Later, a friend recommended another book that proved to be influential - "Making Rustic Furniture" by Daniel Mack. So impressed was she by Mack's work, that she drove her truck cross-country one summer to take part in one of his occasional workshops.

Her first successful piece of furniture was a footstool with eight hand-carved tenons, which she learned to make following instructions from Mack's book. Since then she has made chairs, benches, and hat racks, among other things.

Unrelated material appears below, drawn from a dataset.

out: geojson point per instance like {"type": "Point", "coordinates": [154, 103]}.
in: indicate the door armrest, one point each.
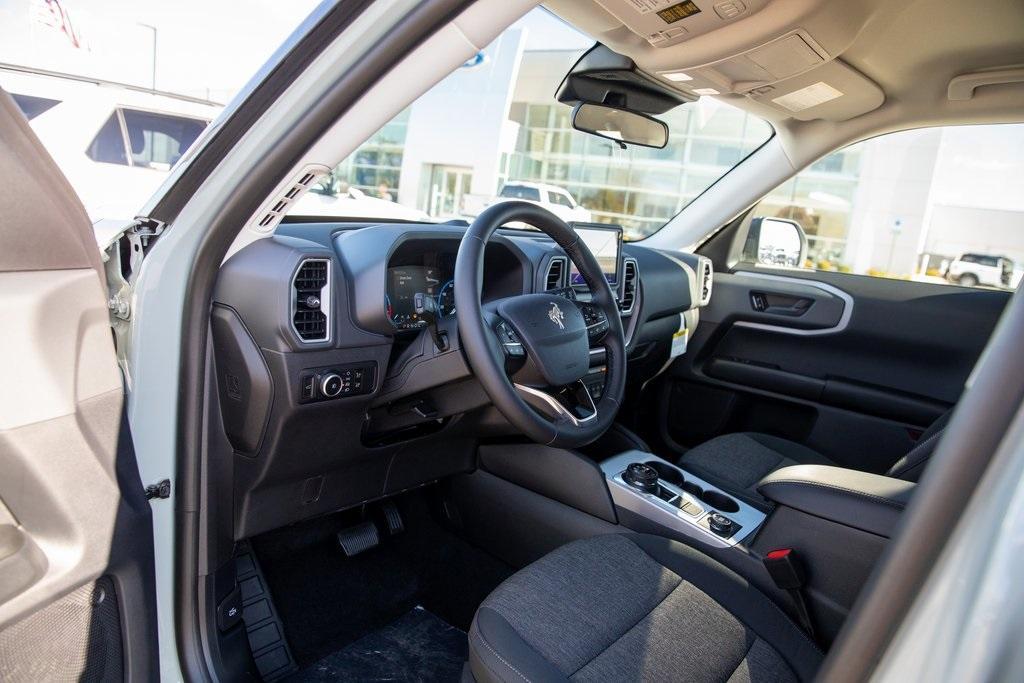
{"type": "Point", "coordinates": [868, 502]}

To see more of Kingsbury's recent creations, we move to a tatami room in her rented farmhouse for a cup of tea. An arrangement of twigs cradling sheet music brings to mind a sacred text found in the forest. A piece of wood to which she has added a leg reminds me of Dr. Suess's whimsical storybook characters. There is a sculpture - arranged rather than carved - which looks like a rabbit sitting cross-legged in the curve of a crescent moon. From another angle, that rabbit might be a pair of entwined lovers.

 

This intentional ambiguity in Kingsbury's work is a gift to the viewer; so are the unexpected angles and juxtapositions found in her more functional designs. As Okakura Kakuzo writes in the classic "Book of Tea," first published in the early 1900s, "In the art of the Orient uniformity of design is fatal to the freshness of the imagination." Kingsbury provides ample room for the mind to romp.

One of the chairIt is possible that influences from Kingsbury's latest discipline, the study of the design and maintenance of Japanese gardens, will also nter her work. She began apprenticing with a master gardener on this, her second sojourn in Japan.

"I'm interested in tree shapes," she says. "It's always been a little mysterious to me about how Japanese trees get their shape." Tree trimming was one of her first lessons.

 

So far this new field has taught Kingsbury about the power of the components in a composition. When designing a garden, she'd been hoping to use two large and dramatic rocks, but another gardener advised her that the rocks would fight. Kingsbury tells me that this makes sense in considering pieces of wood for her chairs as well.

Last spring, her garden on the theme of "Outcropping" was displayed at the 20th Annual Flower and Garden Exhibit held in Tokushima.

As a beginner, she tried to stay close to the standard design in her tree trunk composition. She arranged three rocks, with one main vertical rock, one horizontal, and one accompanying diagonal (representing heaven, earth, and humanity, respectively, as they do in ikebana).